It one root of the equation \(\mathrm{x}^{2}+\mathrm{px}+12=0\) is 4 , while the equation \(\mathrm{x}^{2}+\mathrm{px}+\mathrm{q}=0\) has equal roots, then the value of \(\mathrm{q}\) is (a) \((49 / 4)\) (b) 12 (c) 3 (d) 4

Vieta's formulas are a set of equations that relate the coefficients of a polynomial to sums and products of its roots. Specifically, for a quadratic equation of the form \( ax^2 + bx + c = 0 \), the formulas state that the sum of the roots \( -\frac{b}{a} \) and the product of the roots \( \frac{c}{a} \).

For the quadratic equation \( x^2+px+12=0 \) given in the exercise, where the leading coefficient \( a = 1 \), Vieta's formulas tell us that if one root is 4, the other can be calculated as follows:

\begin{align*}\text{Sum of roots} = -p &= 4 + r \( r \) being the other root,\text{Product of roots} = 12 &= 4 \times r \end{align*}
By solving the product equation for \( r \), we can deduce that the second root is 3, and consequently find the value of \( p \) by using the sum equation.

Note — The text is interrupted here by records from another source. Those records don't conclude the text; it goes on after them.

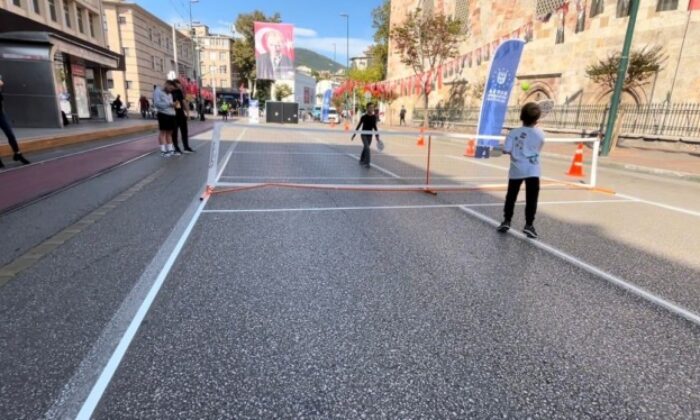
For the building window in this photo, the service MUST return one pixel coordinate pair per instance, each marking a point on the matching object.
(52, 10)
(597, 7)
(66, 13)
(81, 26)
(623, 8)
(91, 23)
(664, 5)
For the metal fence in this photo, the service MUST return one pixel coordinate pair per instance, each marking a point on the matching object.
(678, 120)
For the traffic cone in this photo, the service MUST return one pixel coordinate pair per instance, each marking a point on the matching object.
(471, 148)
(576, 168)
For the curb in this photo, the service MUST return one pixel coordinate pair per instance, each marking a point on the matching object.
(666, 173)
(37, 144)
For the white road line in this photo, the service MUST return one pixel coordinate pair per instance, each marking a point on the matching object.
(98, 389)
(660, 205)
(617, 281)
(456, 178)
(405, 207)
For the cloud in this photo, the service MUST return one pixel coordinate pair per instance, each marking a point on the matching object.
(325, 45)
(304, 32)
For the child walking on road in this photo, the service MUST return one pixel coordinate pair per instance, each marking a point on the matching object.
(524, 145)
(368, 122)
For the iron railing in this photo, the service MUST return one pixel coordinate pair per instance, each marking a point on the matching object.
(659, 119)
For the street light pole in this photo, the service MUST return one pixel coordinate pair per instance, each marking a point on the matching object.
(621, 73)
(197, 67)
(347, 55)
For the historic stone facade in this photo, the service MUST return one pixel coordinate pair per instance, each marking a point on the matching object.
(560, 48)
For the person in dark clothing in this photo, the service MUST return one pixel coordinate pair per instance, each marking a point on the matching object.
(7, 129)
(181, 111)
(368, 122)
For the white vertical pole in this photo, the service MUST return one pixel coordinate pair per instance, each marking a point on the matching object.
(594, 162)
(177, 67)
(213, 86)
(214, 155)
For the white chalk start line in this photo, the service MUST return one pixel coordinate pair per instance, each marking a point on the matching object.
(402, 207)
(615, 280)
(90, 404)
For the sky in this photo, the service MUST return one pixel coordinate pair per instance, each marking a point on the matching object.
(318, 24)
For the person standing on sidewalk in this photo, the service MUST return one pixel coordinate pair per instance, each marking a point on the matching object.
(224, 111)
(143, 106)
(167, 123)
(181, 115)
(524, 145)
(7, 129)
(368, 122)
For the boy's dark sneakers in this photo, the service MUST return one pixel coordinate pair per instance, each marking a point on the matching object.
(19, 158)
(530, 231)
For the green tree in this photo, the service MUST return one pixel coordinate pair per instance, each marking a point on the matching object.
(282, 90)
(424, 43)
(244, 48)
(642, 66)
(382, 31)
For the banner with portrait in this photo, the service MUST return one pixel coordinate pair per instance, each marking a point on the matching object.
(274, 51)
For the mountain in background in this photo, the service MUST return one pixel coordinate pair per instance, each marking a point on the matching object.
(315, 61)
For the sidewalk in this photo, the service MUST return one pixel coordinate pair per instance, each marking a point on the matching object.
(632, 156)
(22, 184)
(36, 139)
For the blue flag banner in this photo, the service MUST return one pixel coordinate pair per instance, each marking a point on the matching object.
(326, 105)
(497, 93)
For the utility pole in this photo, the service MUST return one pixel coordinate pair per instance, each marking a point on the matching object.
(621, 73)
(347, 55)
(177, 66)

This brilliant insight comes from Vieta's elegant connection between the roots and coefficients of polynomials.

The discriminant of a quadratic equation provides critical information about the nature of its roots. For a general quadratic defined by \( ax^2 + bx + c = 0 \), the discriminant is \( D = b^2 - 4ac \) and can determine whether the quadratic has real or complex roots and whether those roots are distinct or repeated.

When \( D > 0 \), there are two distinct real roots. If \( D = 0 \), the equation has exactly one real root, meaning it is a repeated or double root. Lastly, if \( D < 0 \), the equation has two complex roots.

In the context of the given exercise, we explored the second equation, where we know the roots are equal. Therefore, the discriminant \( D \) must be zero. This condition allows us to establish a relationship between \( p \) and \( q \) and eventually solve for the unknown value of \( q \) using the derived formula for the discriminant.

The roots of a quadratic equation \( ax^2 + bx + c = 0 \) are the solutions to the equation and are calculated using the quadratic formula: \(\frac{-b \pm \sqrt{D}}{2a}\), where \( D \) is the discriminant. If the discriminant is zero (\( D = 0 \)), the quadratic formula shows us that there is only one root, or rather, a repeated root, because the term \( \pm \sqrt{D} \) becomes zero.

In the exercise we are considering, the second equation is said to have equal roots, meaning the discriminant is zero. This implies that both roots have the same value, further supporting our findings obtained through Vieta's formulas and the discriminant. Consequently, the single root's value is tightly integrated with the coefficients \( p \) and \( q \) of the quadratic, which influences our approach to finding the unknown \( q \) given the condition of equal roots.